Many of these modes were meant for light amusement; however, the sharp rise in the popularity of spiritualism coincided with explorations of photography as a form of entertainment and as a mode of documenting families, which rendered it almost inevitable that serious spirit photography would emerge. By the 1870s, professed mediums were having their séances photographed to provide images of long-deceased beloveds comforting their grieving relatives, and specialized spirit photographers were making handsome profits from images purported to be of personal or high-profile ghosts (e.g., recently deceased public figures). Spiritualists claimed the documentary power of photography as evidence of the veracity of their medium work—claims that incited fierce debates about fraudulence from within the spiritualist movement itself, as debunking frauds was seen as a means of proving that other practitioners really were communing with lost souls.Footnote 10
Although there were several prominent, ardent believers in the veracity of many of these photographs—perhaps, most notably, Arthur Conan Doyle—by the 1880s “instructions for successfully taking ‘spiritualist’ photos through trick techniques were widely available in photo magazines.”Footnote 11 Double exposure was the most common kind of fraud for such pseudodocumentation, although there were other clever tricks including “traced or cut-out ghosts or other figures imposed on transparent material” or “the ghost placed cleverly inside the camera, which was prepared ahead of time” so that the glass photographic plates (the negatives of their day) could be demonstrated to be entirely free of trickery.Footnote 12
While it might seem easy to reject all such photographs as hoaxes, Lin Young demonstrates that there were spiritualists who “were sincere and ardent would-be scientists” and that their “scientific ambitions and philosophical desires to rationalize the unknowable world”—to explore questions such as “could the soul be examined as a material entity, and if so, what was it made of, and how did it function?”—ought to be respected.Footnote 13 Young demonstrates, for example, that Georgiana Houghton's diaries, photographs, and connections to scientific conversations sought to dissolve boundaries between material and spiritual, and that her work as a spiritualist—including her photographs—should be taken as a serious attempt to grapple with fundamental mysteries of the soul.

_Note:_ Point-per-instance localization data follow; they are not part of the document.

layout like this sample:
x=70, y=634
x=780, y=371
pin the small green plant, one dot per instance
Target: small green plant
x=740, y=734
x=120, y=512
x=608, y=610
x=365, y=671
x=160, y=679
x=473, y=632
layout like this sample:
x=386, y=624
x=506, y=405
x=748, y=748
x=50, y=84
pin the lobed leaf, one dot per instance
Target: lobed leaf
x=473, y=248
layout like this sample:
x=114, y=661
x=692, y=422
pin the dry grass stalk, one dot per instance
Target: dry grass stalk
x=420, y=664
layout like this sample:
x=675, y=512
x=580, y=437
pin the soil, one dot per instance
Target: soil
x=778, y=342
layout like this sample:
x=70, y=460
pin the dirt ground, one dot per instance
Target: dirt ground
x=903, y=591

One's willingness to believe in the veracity of spirit photographs notwithstanding, this use of photography as a bridge between the scientific and spiritual realms aligns with many other nineteenth-century applications, which sought to shape people's ideas about phenomena they did not understand. Whether those phenomena were cultural Others, microorganisms, or newsworthy events half a world away, photography promised a level of precision that collapsed interpretation and knowledge into a single frame. The perceived authenticity of photographed images sat in useful tension with its potential as a visual art form that invited experimentation with image-making. It was a form of infrastructure that served as both link and conduit, not merely connecting objects or ideas across time and geography, but attempting to make them knowable.

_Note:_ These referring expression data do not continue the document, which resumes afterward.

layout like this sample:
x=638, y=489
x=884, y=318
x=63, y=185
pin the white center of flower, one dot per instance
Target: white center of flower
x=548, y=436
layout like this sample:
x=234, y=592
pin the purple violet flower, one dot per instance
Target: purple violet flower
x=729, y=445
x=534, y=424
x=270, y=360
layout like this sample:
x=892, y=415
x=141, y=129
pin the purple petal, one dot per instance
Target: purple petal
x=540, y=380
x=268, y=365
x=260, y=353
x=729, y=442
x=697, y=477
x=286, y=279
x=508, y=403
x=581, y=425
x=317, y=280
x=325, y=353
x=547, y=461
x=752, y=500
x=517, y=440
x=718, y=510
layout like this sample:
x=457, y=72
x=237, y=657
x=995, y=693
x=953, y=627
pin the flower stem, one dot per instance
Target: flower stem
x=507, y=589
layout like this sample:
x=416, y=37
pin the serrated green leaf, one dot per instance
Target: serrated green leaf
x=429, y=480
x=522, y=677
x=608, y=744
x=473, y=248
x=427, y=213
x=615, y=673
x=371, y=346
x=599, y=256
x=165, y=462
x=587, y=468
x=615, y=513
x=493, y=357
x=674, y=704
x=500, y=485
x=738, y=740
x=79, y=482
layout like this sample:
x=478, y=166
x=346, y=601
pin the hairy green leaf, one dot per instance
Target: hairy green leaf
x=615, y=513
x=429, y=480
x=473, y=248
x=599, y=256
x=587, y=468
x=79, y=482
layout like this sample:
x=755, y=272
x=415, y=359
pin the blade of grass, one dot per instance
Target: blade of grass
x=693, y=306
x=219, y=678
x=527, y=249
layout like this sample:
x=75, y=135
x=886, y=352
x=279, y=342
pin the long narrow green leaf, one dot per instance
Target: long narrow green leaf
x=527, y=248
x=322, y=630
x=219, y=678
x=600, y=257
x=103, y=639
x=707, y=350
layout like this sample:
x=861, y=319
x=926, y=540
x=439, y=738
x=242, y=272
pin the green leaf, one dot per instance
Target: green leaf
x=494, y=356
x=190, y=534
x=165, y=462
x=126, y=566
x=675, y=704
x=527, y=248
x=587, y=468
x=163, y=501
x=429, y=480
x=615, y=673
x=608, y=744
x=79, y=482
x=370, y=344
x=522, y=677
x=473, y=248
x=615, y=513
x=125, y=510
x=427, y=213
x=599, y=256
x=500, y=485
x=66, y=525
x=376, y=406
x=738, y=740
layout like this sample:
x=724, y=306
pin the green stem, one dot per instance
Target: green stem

The wonder of photography lay in its capacity to place the entire world—including realms undiscernible by the naked human eye—in front of any viewer willing to spend a few pennies to take a look. Cheryl Spinner has shown that public fascination with the stereoscope lay in its ability to combine enchantment with analysis. Photography in all its forms, I would argue, drew together wonder and science, documentation and interpretation both by and for a public that almost immediately endorsed the power of visual images to create powerfully persuasive meaning in and of their world.